If incase the individual invested the difference of Rs 3,601 (SIP of Rs 300 per month) in mutual funds with expected returns of 12%, their corpus might grow to almost Rs 10.5 lakh over 30 years. Similarly, if the money were invested in an RD at current rates of around 8%, the returns would be Rs 4.5 lakh. That is practically the total amount of premiums paid for a typical plan. As a result, your normal term insurance plan can become completely free. 

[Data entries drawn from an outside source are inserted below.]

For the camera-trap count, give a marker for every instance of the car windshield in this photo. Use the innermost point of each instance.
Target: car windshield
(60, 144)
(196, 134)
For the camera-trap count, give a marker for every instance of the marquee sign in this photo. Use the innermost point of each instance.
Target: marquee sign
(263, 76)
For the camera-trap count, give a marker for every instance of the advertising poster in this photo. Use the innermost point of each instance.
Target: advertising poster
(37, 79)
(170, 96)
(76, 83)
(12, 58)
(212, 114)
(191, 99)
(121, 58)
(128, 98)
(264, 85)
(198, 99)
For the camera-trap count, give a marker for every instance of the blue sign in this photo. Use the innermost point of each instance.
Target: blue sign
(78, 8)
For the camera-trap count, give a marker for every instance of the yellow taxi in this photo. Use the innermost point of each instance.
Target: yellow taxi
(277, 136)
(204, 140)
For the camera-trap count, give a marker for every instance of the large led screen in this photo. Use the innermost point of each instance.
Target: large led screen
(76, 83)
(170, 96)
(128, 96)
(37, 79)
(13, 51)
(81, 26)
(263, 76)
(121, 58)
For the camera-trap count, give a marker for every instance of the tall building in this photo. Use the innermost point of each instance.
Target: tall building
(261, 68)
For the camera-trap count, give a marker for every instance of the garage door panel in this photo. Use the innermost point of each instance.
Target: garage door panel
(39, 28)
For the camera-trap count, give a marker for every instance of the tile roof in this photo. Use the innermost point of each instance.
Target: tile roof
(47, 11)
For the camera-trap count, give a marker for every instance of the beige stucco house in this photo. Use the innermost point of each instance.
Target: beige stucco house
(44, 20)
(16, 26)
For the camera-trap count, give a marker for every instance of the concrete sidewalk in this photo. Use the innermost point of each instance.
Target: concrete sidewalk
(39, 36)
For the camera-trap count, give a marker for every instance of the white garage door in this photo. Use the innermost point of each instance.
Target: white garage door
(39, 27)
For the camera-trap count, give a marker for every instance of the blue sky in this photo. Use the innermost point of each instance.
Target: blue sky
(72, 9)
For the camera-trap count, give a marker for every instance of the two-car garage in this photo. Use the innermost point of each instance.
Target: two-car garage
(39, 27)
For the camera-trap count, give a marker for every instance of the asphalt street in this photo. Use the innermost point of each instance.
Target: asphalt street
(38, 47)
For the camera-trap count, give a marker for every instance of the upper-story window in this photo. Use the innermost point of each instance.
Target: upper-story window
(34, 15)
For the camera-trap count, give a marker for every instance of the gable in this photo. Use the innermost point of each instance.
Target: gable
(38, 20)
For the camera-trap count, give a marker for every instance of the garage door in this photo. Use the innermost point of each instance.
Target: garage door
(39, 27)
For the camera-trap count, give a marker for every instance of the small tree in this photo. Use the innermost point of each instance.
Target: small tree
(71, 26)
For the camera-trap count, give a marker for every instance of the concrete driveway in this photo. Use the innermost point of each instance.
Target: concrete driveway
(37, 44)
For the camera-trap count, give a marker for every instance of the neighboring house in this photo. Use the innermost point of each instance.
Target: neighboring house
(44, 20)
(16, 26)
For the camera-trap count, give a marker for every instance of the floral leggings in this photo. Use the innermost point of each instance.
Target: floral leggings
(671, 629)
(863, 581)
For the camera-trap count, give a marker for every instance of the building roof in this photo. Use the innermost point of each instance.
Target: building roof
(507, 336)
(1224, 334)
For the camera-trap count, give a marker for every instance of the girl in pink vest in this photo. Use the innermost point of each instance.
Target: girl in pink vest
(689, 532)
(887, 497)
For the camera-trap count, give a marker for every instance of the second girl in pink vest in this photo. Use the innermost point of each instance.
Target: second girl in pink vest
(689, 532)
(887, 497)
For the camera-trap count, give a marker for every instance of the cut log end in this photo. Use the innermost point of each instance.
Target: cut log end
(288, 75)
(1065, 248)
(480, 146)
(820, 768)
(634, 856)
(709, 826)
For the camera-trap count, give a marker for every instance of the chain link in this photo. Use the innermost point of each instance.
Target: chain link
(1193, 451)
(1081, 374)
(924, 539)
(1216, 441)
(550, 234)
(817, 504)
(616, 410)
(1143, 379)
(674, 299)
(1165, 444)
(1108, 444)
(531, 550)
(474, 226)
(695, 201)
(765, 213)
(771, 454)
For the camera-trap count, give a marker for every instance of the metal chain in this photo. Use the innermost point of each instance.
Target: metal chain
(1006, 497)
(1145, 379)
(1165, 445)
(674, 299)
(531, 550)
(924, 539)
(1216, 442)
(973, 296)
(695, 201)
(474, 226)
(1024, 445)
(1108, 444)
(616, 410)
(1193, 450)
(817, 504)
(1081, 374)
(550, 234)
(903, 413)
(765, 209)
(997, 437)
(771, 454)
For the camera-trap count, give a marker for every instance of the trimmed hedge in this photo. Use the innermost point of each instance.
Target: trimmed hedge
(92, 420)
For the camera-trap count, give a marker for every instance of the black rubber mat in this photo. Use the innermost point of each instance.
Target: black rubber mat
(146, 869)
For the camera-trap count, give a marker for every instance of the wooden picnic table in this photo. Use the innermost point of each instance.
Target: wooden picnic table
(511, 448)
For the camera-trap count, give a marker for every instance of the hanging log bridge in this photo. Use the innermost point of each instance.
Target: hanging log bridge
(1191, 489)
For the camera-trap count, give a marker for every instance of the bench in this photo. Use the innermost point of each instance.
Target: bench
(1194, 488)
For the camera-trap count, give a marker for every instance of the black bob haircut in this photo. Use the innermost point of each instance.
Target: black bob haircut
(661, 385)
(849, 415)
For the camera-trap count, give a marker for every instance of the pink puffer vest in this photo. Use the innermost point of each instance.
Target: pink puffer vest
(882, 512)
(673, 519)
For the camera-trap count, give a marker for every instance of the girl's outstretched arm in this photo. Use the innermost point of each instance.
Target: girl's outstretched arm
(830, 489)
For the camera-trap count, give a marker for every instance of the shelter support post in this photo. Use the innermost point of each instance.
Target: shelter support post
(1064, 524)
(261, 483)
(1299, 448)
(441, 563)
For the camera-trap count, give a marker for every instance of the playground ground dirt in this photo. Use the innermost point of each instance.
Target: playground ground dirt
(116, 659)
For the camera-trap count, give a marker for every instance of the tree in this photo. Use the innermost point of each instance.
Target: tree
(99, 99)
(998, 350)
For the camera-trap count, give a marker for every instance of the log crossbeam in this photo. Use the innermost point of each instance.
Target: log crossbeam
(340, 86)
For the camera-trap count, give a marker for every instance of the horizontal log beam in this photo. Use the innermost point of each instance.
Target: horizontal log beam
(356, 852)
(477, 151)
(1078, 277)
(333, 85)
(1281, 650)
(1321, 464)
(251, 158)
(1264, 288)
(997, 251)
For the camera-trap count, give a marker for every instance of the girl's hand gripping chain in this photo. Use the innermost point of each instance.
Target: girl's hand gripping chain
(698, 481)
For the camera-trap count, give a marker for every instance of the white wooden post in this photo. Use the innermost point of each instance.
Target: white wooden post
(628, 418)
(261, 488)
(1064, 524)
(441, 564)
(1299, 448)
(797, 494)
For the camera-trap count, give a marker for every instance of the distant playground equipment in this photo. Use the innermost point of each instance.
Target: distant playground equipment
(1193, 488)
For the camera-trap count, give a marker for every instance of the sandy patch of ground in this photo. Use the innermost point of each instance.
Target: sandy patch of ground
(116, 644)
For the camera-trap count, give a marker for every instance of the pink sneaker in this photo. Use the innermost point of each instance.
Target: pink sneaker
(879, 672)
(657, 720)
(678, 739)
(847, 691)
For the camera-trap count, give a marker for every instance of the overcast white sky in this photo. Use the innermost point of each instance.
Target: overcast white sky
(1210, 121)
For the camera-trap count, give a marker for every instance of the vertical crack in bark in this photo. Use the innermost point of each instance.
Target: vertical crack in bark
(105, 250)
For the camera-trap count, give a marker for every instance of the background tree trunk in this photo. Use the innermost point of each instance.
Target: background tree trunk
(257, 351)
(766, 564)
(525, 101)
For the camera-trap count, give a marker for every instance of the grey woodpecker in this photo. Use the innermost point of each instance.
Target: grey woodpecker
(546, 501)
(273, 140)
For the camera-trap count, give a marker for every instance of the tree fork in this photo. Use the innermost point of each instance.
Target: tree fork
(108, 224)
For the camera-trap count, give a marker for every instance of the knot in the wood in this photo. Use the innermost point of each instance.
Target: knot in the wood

And still, if you opt for the Zero cost insurance plan,  

Paying Rs 16,287 each year for 30 years will total Rs 4.89 lakh. However, after deducting 18% GST, which amounts to Rs 2,931.66, the total retirement return drops to Rs 4 lakh. While premiums are often tax deductible, the amount reimbursed may be taxable, depending on the plan and the tax slab you fall into.  

Hence, the premium for zero-cost term insurance is higher than that of a pure term plan. Higher to the point that if the difference is invested year after year for the duration of the term, even with a moderate return, the corpus will equal the premium paid. 

Who is it meant for? 

If you are, for example, in your early twenties and purchase a zero-cost policy with a term of 40 years or more, that is a decent advantage because you won’t lose anything by going for it. Those who are willing to accept higher initial expenses and complications in exchange for potential future benefits may want to pursue zero-cost term plans. Those who seek uncomplicated, low-cost coverage may find regular plans appealing. 

People who prioritize a return of premiums paid if they survive the policy term over the absence of maturity benefits in traditional term plans can consider buying this policy 

At last,  

Following these basic steps to manage your income can help you gain one of the most significant benefits of spending money wisely: financial freedom, among many others.